Gidip mülakata giriyorsun ama sonuç kötü görünüyor, bilerek kötü.
Faşizmin kendisinden bahsetmiyorsunuz, Salo'da şu anda neler yaşandığından bahsetmiyorsunuz ve II. Dünya Savaşı'ndan bahsetmiyorsunuz.
Ve Il Duce'nin eskiden her şeyin ne kadar harika olduğunu şiirsel bir dille anlatmasına izin veriyorsunuz ve hatta Müttefiklerin ülkenin geri kalanında berbat bir iş çıkardıklarından, çünkü İtalya'nın kültürünü "anlamadıklarından" bahsetmesine izin veriyorsunuz.
Ve yine, Basil Fawlty'nin aksine, siz savaştan bahset.
Collins'in konuşması, pandemi konusunda daha önce yaptığı açıklamalar göz önüne alındığında daha da tuhaf; esasen iletişimde birkaç sorun olduğunu ve belki de ekibinin karantina ve benzeri önlemleri alırken başka faktörleri de göz önünde bulundurması gerektiğini söylemeye çalışıyor (gerçi bu itiraf, insanların bir insan hayatına nasıl fiyat biçmeye cesaret edebildiğine benzer bir şekilde, oldukça mütevazı bir övünme tarzında yapılmıştı).
Bu arada, o kadar ileri gitti, ancak bazı haber hikayeleri o zamanlar ona en azından Fauci'nin aksine, hafif övgüler sundu. kendi eylemlerini sorgulayabiliyor gibi görünüyor.
Collins, Covid ile ilgili "sınırlı takılma" anının ötesinde en azından bir tesadüfi gerçek anı sundu - hayır, hayır 60 Dakika ama 2023'ün sonlarında yaptığı "Braver Angels" (yukarıda görebilirsiniz) sohbetinde.
Hakkında sorulduğunda Büyük Barrington Bildirgesi, Covid korumalarının toplumun durma noktasına gelmesini önlemek için en savunmasız olanlara odaklanması gerektiğini öne süren Collins, durumu ve yazarları tanımlamak için "uç" gibi bazı kelimeleri kullandığı için "pişmanlık duyduğunu" söyledi - Harvard'dan Dr. Martin Kulldorff, Oxford'dan Dr. Sunetra Gupta ve Bhattacharya'nın kendisi (Stanford).

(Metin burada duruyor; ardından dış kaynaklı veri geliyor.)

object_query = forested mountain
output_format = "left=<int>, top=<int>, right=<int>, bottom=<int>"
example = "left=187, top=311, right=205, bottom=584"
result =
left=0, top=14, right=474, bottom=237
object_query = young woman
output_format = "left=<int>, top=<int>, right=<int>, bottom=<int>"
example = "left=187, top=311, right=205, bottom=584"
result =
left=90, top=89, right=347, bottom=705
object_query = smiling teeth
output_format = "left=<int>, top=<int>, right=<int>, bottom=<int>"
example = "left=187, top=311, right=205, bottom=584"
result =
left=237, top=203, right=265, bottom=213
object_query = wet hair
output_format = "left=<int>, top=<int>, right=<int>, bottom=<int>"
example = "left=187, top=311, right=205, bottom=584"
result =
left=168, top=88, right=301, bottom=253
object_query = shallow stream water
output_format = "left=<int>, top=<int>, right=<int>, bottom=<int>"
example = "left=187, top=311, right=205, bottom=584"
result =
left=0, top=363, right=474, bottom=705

Collins ayrıca, Bildirge yayınlandığında NIH vb.'deki meslektaşlarına gönderdiği ve teklifin "hızlı ve yıkıcı bir şekilde kamuoyundan kaldırılmasını" talep eden bir e-postaya da atıfta bulundu.
Bunun pek de bilimsel bir fikir olmayabileceğini ima etti, ancak daha sonra -çok anlamlı bir şekilde- kendisinin bir yanıt çağrısında bulunmasından itibaren "14 gün" içinde bir düzine kadar büyük kamu sağlığı kuruluşunun aslında Bildirge'nin "kaldırıldığını" -kendi ifadesiyle- duyurduğunu sevinçle belirtti.

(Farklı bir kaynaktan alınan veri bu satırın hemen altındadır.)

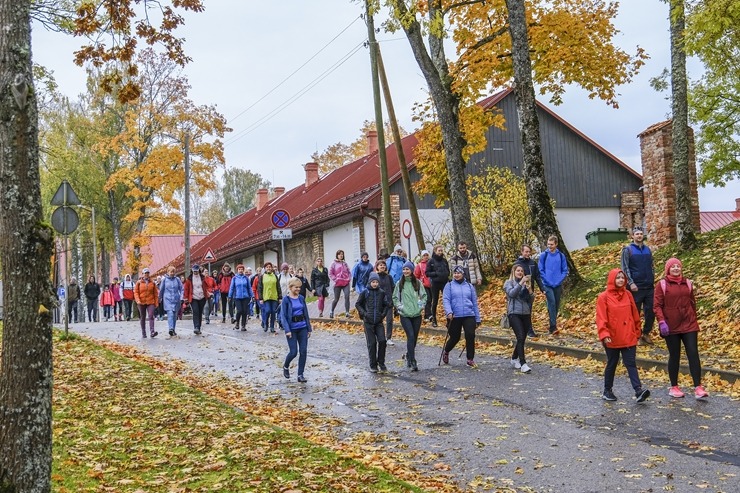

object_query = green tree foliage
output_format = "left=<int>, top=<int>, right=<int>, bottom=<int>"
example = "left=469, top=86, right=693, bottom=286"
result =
left=686, top=0, right=740, bottom=186
left=468, top=168, right=535, bottom=277
left=220, top=168, right=270, bottom=219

Bu küçük itiraf, Collins'in pandemiye karşı mücadelede bugün hâlâ nerede durduğunu oldukça açıklayıcı bir şekilde ortaya koyuyor.

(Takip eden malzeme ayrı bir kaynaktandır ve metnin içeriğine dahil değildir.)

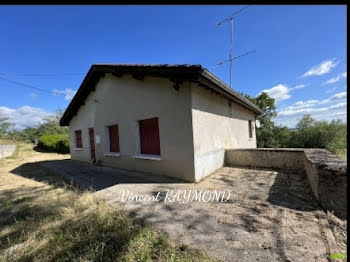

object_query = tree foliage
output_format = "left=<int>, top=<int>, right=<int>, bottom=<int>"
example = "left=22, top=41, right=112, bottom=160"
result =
left=0, top=115, right=14, bottom=137
left=0, top=110, right=69, bottom=153
left=242, top=92, right=347, bottom=156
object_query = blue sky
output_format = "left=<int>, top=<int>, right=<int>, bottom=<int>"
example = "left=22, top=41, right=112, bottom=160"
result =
left=0, top=5, right=347, bottom=128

Medyanın pandemiye verilen yanıt konusunda gerçekte nerede durduğuna dair diğer küçük itiraf?
The 60 Dakika Collins röportajının web sitesi klipleri vb. hepsi şunlardır:
“Pfizer tarafından sizlere sunuldu.”
Sohbete katıl:

Bir altında yayınlandı Creative Commons Atıf 4.0 Uluslararası Lisansı
Yeniden basımlar için lütfen kanonik bağlantıyı orijinaline geri ayarlayın Brownstone Enstitüsü Makale ve Yazar.